Başbakan’ın dinlendiği ülkede
“milli güvenlik sorunu” vardır
Erdoğan’ın “dinlendiği” itirafına da değiniyor Bahçeli:
“Eğer Başbakan bir böcek ile dinlenebilir durumdaysa o zaman Türkiye’de ciddi manada bir milli güvenlik sorunu vardır. Sonuçta Başbakan her sohbetinde havanın güzelliğinden bahsedemez. Türkiye’nin meselelerinden de bahseder. Havanın güzel oluşu meteoroloji aracılığıyla herkesçe bilinebilir ama Türkiye’nin gündemiyle ilgili konuları ancak Başbakan’ı dinleyerek öğrenebilirsiniz. Bu da Türkiye için büyük bir kayıptır. Bu soruşturmanın çok sağlıklı yapılması lazım. Böcek, haşere ne varsa ortaya çıksın.”

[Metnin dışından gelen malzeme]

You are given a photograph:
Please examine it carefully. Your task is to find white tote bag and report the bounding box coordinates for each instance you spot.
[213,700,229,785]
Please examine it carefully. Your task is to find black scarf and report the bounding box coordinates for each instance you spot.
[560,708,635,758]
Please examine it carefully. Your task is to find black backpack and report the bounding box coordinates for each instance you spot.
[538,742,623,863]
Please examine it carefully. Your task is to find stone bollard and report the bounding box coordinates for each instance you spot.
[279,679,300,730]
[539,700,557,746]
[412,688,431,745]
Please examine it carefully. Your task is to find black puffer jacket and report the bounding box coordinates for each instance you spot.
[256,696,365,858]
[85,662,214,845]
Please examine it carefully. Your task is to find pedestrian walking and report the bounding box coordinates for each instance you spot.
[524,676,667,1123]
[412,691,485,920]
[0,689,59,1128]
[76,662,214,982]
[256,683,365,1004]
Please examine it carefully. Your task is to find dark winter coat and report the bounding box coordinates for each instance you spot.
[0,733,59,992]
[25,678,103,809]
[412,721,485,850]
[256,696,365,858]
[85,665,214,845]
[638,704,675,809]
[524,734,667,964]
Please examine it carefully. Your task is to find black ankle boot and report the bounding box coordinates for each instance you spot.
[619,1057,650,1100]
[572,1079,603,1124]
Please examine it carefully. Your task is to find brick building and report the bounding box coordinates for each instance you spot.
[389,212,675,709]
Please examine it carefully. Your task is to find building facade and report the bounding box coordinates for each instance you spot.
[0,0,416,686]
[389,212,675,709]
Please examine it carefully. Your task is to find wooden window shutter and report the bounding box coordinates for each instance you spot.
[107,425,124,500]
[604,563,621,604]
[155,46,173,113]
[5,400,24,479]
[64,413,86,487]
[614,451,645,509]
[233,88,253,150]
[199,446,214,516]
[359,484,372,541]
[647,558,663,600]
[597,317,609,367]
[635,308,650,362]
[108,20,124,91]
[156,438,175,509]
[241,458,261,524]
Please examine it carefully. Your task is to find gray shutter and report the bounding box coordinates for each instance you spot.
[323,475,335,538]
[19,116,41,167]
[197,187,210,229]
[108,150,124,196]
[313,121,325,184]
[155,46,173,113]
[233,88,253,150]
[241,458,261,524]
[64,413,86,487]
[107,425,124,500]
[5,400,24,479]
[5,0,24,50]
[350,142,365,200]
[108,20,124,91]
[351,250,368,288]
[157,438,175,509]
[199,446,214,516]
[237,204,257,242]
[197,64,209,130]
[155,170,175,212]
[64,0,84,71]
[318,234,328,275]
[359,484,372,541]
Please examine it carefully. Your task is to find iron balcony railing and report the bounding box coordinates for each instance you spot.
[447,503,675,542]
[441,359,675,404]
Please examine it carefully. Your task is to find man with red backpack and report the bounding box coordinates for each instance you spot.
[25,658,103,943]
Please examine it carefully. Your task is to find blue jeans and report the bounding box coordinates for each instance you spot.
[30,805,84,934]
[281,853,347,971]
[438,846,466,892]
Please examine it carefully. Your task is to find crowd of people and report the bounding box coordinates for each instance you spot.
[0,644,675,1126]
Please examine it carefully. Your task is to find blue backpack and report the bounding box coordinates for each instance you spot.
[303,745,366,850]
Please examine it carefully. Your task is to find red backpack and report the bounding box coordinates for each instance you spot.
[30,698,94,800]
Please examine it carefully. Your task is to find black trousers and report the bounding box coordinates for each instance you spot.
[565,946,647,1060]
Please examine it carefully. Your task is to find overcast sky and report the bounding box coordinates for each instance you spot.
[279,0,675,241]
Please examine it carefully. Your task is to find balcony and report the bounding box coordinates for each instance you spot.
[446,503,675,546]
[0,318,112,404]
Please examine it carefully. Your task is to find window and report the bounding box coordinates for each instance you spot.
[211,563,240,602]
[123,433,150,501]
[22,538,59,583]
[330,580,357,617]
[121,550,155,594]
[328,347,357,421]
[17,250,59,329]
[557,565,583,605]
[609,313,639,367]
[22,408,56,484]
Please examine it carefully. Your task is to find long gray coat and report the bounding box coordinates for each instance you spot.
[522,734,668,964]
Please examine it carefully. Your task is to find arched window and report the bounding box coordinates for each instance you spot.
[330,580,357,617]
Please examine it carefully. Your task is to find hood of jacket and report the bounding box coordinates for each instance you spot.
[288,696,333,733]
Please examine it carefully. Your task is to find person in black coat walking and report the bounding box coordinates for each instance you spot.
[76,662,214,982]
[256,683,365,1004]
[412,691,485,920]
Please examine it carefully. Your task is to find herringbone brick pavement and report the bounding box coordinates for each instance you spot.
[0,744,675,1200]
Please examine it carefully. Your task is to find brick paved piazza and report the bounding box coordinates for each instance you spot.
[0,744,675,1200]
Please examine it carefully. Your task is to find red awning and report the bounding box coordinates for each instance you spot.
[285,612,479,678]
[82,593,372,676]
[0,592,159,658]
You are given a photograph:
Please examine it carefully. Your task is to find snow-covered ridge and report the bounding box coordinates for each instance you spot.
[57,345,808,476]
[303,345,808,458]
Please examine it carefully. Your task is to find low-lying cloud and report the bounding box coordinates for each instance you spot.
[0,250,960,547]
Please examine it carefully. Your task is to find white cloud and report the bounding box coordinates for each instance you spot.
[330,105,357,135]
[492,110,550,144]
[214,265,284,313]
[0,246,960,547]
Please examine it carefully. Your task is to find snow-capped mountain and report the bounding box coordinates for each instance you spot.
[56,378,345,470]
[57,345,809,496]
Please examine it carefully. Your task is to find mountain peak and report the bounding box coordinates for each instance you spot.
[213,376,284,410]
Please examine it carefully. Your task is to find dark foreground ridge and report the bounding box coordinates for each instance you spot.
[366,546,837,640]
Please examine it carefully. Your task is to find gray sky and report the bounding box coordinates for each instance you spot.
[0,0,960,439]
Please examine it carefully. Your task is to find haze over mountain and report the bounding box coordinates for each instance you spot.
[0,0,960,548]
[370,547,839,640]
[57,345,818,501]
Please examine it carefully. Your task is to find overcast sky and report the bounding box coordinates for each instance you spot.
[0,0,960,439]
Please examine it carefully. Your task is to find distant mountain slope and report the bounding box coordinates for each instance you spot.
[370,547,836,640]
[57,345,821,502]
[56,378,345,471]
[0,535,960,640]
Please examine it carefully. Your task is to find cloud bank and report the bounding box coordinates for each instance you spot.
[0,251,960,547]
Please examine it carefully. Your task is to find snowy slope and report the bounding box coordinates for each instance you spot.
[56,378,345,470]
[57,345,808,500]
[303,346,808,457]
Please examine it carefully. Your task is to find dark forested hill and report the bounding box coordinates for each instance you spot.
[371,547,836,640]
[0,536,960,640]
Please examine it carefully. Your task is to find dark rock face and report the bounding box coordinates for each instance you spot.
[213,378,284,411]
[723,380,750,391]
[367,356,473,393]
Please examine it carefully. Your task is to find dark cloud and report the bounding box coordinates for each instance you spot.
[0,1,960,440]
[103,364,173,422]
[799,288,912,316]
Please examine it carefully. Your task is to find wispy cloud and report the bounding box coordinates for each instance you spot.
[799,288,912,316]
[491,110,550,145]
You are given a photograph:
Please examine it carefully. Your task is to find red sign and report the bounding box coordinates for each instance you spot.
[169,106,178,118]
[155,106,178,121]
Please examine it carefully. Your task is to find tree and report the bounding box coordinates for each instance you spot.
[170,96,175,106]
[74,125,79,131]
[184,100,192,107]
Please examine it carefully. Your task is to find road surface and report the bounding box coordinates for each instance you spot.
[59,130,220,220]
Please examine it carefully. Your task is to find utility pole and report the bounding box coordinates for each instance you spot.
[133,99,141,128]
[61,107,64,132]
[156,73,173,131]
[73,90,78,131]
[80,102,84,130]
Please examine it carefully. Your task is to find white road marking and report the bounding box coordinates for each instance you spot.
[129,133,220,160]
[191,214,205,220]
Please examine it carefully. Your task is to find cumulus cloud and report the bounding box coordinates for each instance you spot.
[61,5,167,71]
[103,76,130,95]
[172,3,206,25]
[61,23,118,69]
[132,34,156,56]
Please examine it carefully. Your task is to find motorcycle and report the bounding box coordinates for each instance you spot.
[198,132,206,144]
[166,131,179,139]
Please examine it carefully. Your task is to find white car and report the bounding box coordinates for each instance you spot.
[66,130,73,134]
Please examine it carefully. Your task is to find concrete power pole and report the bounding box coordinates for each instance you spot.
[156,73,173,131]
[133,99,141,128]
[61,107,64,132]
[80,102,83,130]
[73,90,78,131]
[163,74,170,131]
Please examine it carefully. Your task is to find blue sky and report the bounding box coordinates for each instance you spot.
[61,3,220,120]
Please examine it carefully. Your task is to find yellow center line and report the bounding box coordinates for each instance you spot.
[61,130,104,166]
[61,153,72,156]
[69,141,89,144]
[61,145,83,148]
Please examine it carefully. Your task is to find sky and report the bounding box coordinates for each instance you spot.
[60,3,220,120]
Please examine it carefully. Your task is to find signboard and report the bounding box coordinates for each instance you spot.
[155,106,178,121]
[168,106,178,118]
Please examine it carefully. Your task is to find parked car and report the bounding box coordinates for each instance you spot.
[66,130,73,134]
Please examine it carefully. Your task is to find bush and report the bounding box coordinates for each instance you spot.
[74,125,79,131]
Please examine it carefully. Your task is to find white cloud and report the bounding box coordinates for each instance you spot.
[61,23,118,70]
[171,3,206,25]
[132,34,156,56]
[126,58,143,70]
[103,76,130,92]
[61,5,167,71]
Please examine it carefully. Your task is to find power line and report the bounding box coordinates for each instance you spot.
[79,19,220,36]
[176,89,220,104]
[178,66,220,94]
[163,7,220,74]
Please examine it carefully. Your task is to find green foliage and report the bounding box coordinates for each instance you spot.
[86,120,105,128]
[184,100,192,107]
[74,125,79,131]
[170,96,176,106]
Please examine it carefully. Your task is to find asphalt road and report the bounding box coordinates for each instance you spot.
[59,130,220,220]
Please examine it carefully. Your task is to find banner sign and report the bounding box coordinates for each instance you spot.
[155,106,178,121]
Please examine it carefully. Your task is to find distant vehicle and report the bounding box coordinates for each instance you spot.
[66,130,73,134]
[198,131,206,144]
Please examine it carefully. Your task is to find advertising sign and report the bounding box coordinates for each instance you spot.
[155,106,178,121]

Siyasi partilerin iç meselelerine dair yorum yapmaktan kaçınsa da, gazeteciler sorunca kısaca şöyle yorumluyor CHP’deki “ulusalcılık” başlıklı son
gerilimi:
“Ana muhalefet partisinin uyguladığı politikalar geçmişte varlık sebebi olarak bilinen
tüm değerlerin zıddı halinde devam ediyor... Yakında bunu kurultayda köklü bir tartışmaya açabilirler.”
Bahçeli, Belediye Başkan adayı Halil
Aydoğdu ile birlikte Çelebi Mehmet Camii
avlusunda Söğütlülerle çay içti, sohbet etti.